When Mendel tracked two traits simultaneously (dihybrid crosses), he found that the inheritance of one trait did not influence the inheritance of another. For example, seed color (yellow vs. green) was inherited independently of seed shape (round vs. wrinkled). This led to his Law of Independent Assortment: alleles for different traits segregate independently during gamete formation.

Independent assortment produces a 9:3:3:1 ratio in the F2 generation of a dihybrid cross. Of every 16 offspring, approximately 9 show both dominant traits, 3 show one dominant and one recessive trait, 3 show the other combination, and 1 shows both recessive traits. This ratio results from the independent probability of inheriting each trait multiplied together.

We now know that independent assortment applies to genes on different chromosomes. Genes located on the same chromosome tend to be inherited together (genetic linkage), violating independent assortment. However, recombination (crossing over) during meiosis can separate linked genes, with the frequency of recombination proportional to the physical distance between genes on the chromosome.

The Law of Dominance

Mendel observed that in heterozygous organisms (those carrying two different alleles for a trait), one allele completely masks the expression of the other. The expressed allele is dominant, and the masked allele is recessive. An organism must carry two copies of the recessive allele (be homozygous recessive) for the recessive trait to appear in its phenotype.

Dominance is not a fixed property of alleles but depends on molecular mechanisms. In many cases, one functional copy of a gene produces enough protein for normal function, so having one functional allele (dominant) and one non-functional allele (recessive) produces the same phenotype as having two functional alleles. This explains why many genetic diseases are recessive: one working copy of the gene is sufficient for health.

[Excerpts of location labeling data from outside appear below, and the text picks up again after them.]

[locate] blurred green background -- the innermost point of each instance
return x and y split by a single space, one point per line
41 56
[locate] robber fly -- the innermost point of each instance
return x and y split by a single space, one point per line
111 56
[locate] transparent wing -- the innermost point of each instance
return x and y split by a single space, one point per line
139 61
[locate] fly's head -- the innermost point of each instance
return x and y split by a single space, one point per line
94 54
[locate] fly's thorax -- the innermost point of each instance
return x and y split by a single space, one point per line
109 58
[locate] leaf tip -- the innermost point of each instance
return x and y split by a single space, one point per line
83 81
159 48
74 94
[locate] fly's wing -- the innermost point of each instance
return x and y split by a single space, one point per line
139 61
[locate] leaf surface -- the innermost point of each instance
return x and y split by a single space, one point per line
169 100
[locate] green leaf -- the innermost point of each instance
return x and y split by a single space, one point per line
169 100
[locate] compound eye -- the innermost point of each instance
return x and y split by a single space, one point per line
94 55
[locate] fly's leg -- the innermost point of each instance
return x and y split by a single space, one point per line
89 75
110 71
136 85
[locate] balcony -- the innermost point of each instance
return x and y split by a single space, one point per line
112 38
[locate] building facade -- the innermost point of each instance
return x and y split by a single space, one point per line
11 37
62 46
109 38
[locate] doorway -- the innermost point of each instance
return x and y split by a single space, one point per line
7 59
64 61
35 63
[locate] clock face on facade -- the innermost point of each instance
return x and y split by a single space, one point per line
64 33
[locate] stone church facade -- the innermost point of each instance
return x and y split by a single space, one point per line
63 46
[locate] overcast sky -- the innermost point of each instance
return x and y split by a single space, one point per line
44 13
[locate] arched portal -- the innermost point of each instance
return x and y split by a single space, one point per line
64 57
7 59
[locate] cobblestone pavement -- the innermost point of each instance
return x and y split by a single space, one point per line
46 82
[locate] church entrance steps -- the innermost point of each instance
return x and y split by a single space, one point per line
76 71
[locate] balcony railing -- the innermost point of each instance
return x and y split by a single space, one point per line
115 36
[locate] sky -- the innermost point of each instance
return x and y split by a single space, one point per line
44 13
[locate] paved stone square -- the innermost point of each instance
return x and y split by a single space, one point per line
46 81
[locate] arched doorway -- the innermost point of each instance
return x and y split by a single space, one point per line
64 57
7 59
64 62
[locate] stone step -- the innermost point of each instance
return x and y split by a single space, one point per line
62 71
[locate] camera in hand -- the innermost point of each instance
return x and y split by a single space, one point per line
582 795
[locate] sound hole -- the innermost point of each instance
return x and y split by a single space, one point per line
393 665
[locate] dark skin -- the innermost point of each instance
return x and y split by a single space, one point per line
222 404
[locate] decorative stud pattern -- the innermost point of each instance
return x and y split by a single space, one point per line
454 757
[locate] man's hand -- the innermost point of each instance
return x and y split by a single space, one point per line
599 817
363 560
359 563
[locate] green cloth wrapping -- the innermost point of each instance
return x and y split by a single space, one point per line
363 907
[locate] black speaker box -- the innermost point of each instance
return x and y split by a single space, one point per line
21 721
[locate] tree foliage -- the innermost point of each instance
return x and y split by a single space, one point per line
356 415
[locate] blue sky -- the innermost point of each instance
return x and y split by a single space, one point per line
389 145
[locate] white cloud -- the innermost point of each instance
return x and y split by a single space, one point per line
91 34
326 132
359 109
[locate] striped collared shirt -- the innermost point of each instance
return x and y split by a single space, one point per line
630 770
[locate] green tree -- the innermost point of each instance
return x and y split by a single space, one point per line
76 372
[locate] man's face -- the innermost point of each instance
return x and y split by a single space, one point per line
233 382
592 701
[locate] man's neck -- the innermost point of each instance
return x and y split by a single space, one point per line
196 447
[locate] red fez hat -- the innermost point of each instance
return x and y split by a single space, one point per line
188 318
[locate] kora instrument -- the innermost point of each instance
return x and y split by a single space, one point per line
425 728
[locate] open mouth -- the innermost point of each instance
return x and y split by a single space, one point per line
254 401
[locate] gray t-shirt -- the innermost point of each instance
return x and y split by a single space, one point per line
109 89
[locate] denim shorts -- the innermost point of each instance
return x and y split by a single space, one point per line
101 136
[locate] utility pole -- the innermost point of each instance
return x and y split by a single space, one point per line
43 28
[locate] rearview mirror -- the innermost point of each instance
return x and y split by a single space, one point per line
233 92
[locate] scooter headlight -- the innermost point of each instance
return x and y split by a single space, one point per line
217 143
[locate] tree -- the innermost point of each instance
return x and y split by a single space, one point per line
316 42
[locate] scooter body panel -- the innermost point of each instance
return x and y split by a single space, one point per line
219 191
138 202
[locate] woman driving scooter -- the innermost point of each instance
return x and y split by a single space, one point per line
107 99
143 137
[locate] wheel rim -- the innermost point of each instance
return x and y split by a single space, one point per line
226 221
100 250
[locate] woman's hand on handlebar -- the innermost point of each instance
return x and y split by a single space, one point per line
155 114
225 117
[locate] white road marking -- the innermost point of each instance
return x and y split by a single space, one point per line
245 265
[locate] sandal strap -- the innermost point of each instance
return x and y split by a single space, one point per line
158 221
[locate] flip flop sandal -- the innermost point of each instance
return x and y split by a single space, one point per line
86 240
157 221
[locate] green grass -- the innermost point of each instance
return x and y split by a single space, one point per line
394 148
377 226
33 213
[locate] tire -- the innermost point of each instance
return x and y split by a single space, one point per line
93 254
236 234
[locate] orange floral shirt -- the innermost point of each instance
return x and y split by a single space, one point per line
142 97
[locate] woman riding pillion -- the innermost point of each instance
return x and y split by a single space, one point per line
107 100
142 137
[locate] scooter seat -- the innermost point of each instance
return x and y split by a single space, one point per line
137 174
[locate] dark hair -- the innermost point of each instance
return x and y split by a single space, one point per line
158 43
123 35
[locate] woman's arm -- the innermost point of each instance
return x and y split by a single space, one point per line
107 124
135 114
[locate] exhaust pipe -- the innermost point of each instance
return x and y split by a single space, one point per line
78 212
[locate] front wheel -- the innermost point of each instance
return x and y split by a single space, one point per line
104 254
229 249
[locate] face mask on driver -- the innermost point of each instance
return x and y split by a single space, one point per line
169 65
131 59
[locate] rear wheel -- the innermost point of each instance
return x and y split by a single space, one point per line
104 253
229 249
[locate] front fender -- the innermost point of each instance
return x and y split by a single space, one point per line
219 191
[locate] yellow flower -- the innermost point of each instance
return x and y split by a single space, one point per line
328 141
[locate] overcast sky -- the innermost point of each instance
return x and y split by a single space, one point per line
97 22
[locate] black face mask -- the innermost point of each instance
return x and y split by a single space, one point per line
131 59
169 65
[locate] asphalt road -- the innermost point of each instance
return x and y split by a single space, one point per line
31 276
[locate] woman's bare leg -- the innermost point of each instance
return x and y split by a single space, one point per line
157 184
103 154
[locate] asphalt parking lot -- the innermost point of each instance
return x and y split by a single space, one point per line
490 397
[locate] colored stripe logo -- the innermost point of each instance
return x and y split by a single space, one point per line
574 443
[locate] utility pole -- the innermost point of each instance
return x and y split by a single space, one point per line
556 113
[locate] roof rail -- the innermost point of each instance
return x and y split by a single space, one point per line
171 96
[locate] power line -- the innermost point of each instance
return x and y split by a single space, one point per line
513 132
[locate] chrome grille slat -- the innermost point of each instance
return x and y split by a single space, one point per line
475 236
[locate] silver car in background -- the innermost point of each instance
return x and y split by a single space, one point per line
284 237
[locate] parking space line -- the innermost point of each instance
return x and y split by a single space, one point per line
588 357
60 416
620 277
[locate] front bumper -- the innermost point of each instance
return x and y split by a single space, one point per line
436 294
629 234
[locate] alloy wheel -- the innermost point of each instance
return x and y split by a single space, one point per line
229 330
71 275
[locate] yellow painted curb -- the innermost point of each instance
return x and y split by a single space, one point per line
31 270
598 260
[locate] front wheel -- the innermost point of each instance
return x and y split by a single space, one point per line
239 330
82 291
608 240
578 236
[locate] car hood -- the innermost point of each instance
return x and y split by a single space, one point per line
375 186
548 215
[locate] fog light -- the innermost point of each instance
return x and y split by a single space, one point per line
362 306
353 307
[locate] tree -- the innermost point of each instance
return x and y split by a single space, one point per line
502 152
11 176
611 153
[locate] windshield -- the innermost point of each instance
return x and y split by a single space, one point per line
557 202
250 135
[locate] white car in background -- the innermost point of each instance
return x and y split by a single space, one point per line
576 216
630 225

Punnett Squares: Predicting Offspring

A Punnett square is a diagram used to predict the genotypes and phenotypes of offspring from a cross. The possible gametes from each parent are arranged along the top and side of a grid, and the squares are filled in with all possible combinations. For a monohybrid cross between two heterozygotes (Aa x Aa), the Punnett square predicts a genotype ratio of 1 AA : 2 Aa : 1 aa, producing the observed 3:1 phenotype ratio.

For dihybrid crosses, 4x4 Punnett squares with 16 cells are used, representing all combinations of gametes carrying two independently assorting genes. More complex crosses can be analyzed using probability rules (the product rule for independent events and the sum rule for mutually exclusive events) rather than unwieldy Punnett squares.

Beyond Simple Mendelian Genetics

While Mendel described the simplest patterns of inheritance, many traits do not follow these clean ratios. Incomplete dominance produces intermediate phenotypes (red crossed with white producing pink). Codominance shows both alleles simultaneously (AB blood type). Multiple alleles provide more than two possible versions of a gene in a population (ABO blood groups have three alleles: IA, IB, and i). Polygenic traits are influenced by many genes, producing continuous variation rather than discrete categories.

Pleiotropy occurs when a single gene affects multiple seemingly unrelated traits. Epistasis occurs when one gene influences the expression of another gene. Environmental effects can modify the expression of genotypes, producing different phenotypes from the same genotype under different conditions. Despite these complications, Mendelian principles remain fundamental: alleles segregate during meiosis and assort independently when on different chromosomes.